Corporal Daniel Perry served in the British Army as part of the 9th/12th Royal Lancers (Prince of Wales’s) between 2006 and 2011.
Corporal Perry served on two front-line operations in Iraq in 2006 and 2008, as part of Operation Telic as a crew of a Scimitar armoured reconnaissance vehicles - a light tank, to you and me.
During combat his crew's main role was to find the enemy and gather as much information as possible about their position, strengths and weaknesses.
We asked Corporal Perry about his life in the army, his role in Iraq - but first about how he feels when he sees the deadly reality of war portrayed in a video game.
What do think about the portrayal of war in video games?
I personally don’t find the perception of war in video games offensive, in fact in most barracks around the world the lads will be playing these types of games!
It is not as glamorous in real life and there are no save points or extra lives but I am sure all gamers know this!
As long as the correct age restrictions apply these games are harmless fun and certainly a lot safer than the real deal!
Did you always want to be part of a tank crew?
I originally wanted to be in the infantry and it was not until my final interview that I decided to join the 9th/12th Royal Lancers. It was not something I had really thought about as it was always my idea, since being a young lad at school, to join the infantry.

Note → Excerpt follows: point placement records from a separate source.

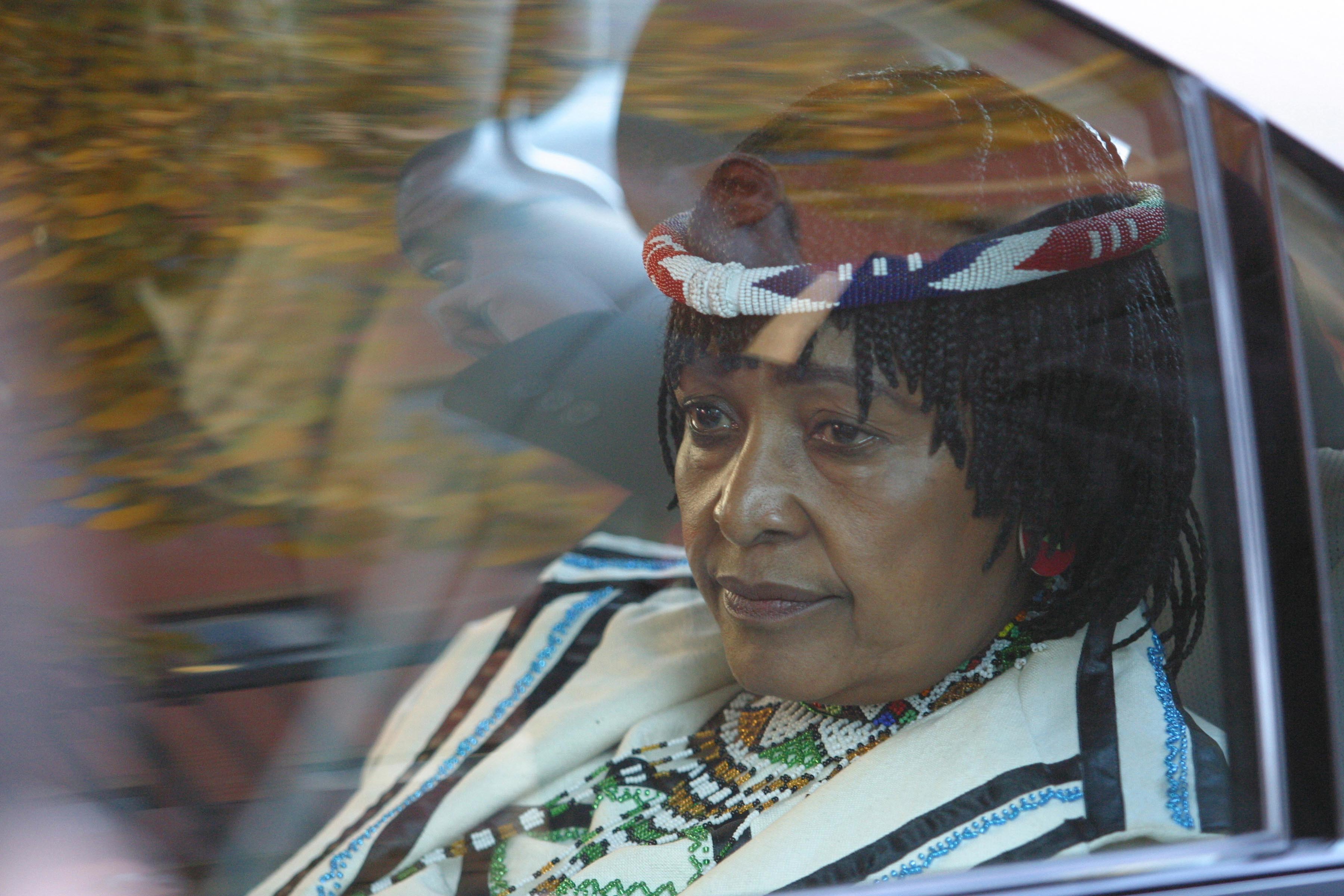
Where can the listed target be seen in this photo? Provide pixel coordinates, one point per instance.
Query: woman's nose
(759, 499)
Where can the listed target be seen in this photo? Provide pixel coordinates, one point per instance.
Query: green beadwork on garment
(802, 750)
(498, 878)
(699, 839)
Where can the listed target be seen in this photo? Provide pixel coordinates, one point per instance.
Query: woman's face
(840, 559)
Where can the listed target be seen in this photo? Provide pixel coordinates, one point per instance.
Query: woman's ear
(744, 215)
(743, 191)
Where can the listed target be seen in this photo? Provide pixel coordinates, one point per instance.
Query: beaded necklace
(710, 786)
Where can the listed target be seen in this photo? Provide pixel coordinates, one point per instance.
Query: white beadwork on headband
(728, 289)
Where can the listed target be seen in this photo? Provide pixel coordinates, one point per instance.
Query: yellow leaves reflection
(195, 221)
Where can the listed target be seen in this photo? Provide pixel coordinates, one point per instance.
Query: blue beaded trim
(1178, 765)
(983, 825)
(554, 641)
(585, 562)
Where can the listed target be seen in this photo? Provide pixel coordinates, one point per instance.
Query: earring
(1049, 561)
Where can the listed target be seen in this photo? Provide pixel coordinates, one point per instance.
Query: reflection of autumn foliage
(195, 222)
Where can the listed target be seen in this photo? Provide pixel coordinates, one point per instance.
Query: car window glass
(566, 447)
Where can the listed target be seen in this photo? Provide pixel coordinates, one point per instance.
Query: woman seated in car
(924, 408)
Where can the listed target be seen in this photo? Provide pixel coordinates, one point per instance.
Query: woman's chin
(784, 680)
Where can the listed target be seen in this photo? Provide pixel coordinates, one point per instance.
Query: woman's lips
(766, 602)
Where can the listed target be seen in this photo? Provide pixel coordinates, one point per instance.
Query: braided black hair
(1081, 425)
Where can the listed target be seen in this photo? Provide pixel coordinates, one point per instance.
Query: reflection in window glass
(581, 448)
(1314, 233)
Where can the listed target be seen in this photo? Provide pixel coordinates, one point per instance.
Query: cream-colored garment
(659, 672)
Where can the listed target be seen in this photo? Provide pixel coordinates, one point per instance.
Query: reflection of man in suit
(545, 285)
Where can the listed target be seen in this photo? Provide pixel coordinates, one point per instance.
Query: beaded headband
(728, 289)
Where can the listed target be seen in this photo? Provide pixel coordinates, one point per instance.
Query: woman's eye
(706, 418)
(844, 435)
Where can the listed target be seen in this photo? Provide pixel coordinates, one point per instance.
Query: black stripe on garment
(1213, 784)
(1054, 841)
(933, 824)
(1099, 739)
(394, 843)
(522, 618)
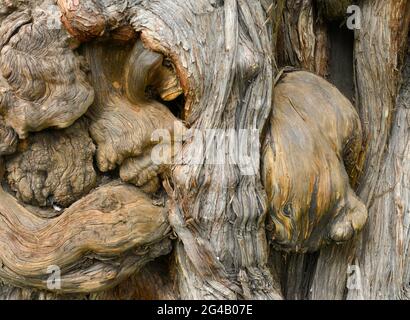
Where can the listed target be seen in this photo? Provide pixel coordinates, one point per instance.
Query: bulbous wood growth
(91, 90)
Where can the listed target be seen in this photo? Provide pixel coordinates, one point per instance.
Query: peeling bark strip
(379, 49)
(385, 258)
(303, 40)
(217, 213)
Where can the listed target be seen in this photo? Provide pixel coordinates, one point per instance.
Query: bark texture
(315, 138)
(85, 105)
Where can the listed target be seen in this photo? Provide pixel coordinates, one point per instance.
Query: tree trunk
(283, 139)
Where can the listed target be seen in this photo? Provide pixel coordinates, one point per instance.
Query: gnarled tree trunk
(282, 139)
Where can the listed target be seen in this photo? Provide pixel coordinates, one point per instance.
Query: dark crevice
(341, 72)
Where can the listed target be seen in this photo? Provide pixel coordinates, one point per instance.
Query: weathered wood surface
(98, 242)
(114, 67)
(310, 141)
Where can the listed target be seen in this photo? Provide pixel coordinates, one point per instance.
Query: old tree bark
(287, 137)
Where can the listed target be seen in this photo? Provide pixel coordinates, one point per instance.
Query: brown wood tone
(309, 199)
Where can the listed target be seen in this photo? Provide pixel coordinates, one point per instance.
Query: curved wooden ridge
(97, 242)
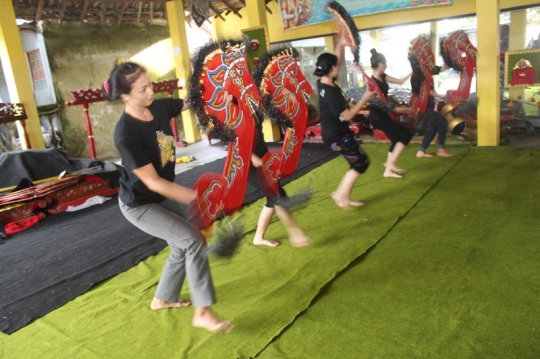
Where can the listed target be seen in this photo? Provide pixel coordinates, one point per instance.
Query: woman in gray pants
(149, 197)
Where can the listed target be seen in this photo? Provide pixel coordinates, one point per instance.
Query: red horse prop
(220, 69)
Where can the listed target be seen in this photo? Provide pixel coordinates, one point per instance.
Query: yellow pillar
(488, 73)
(17, 75)
(256, 16)
(434, 42)
(516, 42)
(182, 60)
(256, 13)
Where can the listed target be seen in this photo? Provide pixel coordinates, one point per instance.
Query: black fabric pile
(66, 254)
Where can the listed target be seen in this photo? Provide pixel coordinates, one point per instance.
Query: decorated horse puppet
(225, 100)
(422, 63)
(459, 54)
(346, 29)
(286, 93)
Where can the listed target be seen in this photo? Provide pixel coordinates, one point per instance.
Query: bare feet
(423, 154)
(205, 319)
(389, 174)
(394, 168)
(444, 153)
(344, 202)
(298, 238)
(158, 304)
(265, 242)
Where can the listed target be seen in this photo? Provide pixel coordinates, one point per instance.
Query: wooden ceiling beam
(139, 12)
(104, 5)
(63, 11)
(122, 11)
(84, 10)
(215, 11)
(231, 8)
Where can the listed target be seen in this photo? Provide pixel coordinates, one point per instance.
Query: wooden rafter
(63, 10)
(232, 9)
(122, 11)
(215, 11)
(104, 5)
(139, 12)
(84, 10)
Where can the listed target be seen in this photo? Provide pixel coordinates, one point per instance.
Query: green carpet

However, in my final interview the Sergeant Major who was interviewing me asked if I had ever thought about the Royal Armoured Corp. He showed me a video, which obviously was full of tanks and huge guns, and at 19 I was sold! Looking back on it now I am very glad I did watch the video and made that decision.What are the main threats to a modern tank?
The main threats to all soldiers at present are Improvised Explosive Devices (IEDs). These devices vary hugely, which normally down to the capability of the individual who has put the device together. They are easily made and the more simple devices can be made from household items.
What's the main use of a tank in a modern conflict?
Currently Main Battle Tanks are being used less and less. This is mainly due to the fact that currently the conflicts we are involved in do not call for this type of large and costly weaponry. In times of war the tank is extremely important and is a devastating piece of equipment but when peacekeeping is the priority the tank does become redundant.
Where are tanks least useful?
Tanks are most vulnerable in built up areas, like cities and towns, as their size and generally slow movement makes them an easier target in a place where there is plenty of hiding places and high vantage points.
How have tanks developed as new technology has emerged?
The three key components to making a successful tank generally have always been Armour, Weaponry and manoeuvrability as lessons have been learnt during various times of conflict these three elements have been drastically improved.
What is it like inside a tank during conflict?
You and the crew that you work with are obviously confided to a small space in extremely demanding conditions but like most things in life the more you do it the more it becomes normal.
You become a tight knit team and in a good crew everyone does there bit and works together to make life easier. It is so important that at all times each member of the crew stays switched on and focused.
One slight lapse in concentration can cost someone there life, to live like this for what is normally a six month tour of duty is obviously stressful but being in the British army you have been trained to cope with these types of situations.
Is there anything about it you miss?
I certainly miss the close friends I made in the army and it’s not until you leave that you suddenly realise what your family must have felt when you where away on tour! I do miss the adrenaline and the great sense of pride I did have in being able to say I was part of the British Army, it is certainly not a decision I regret in anyway and I would certainly recommend it to anyone as a career.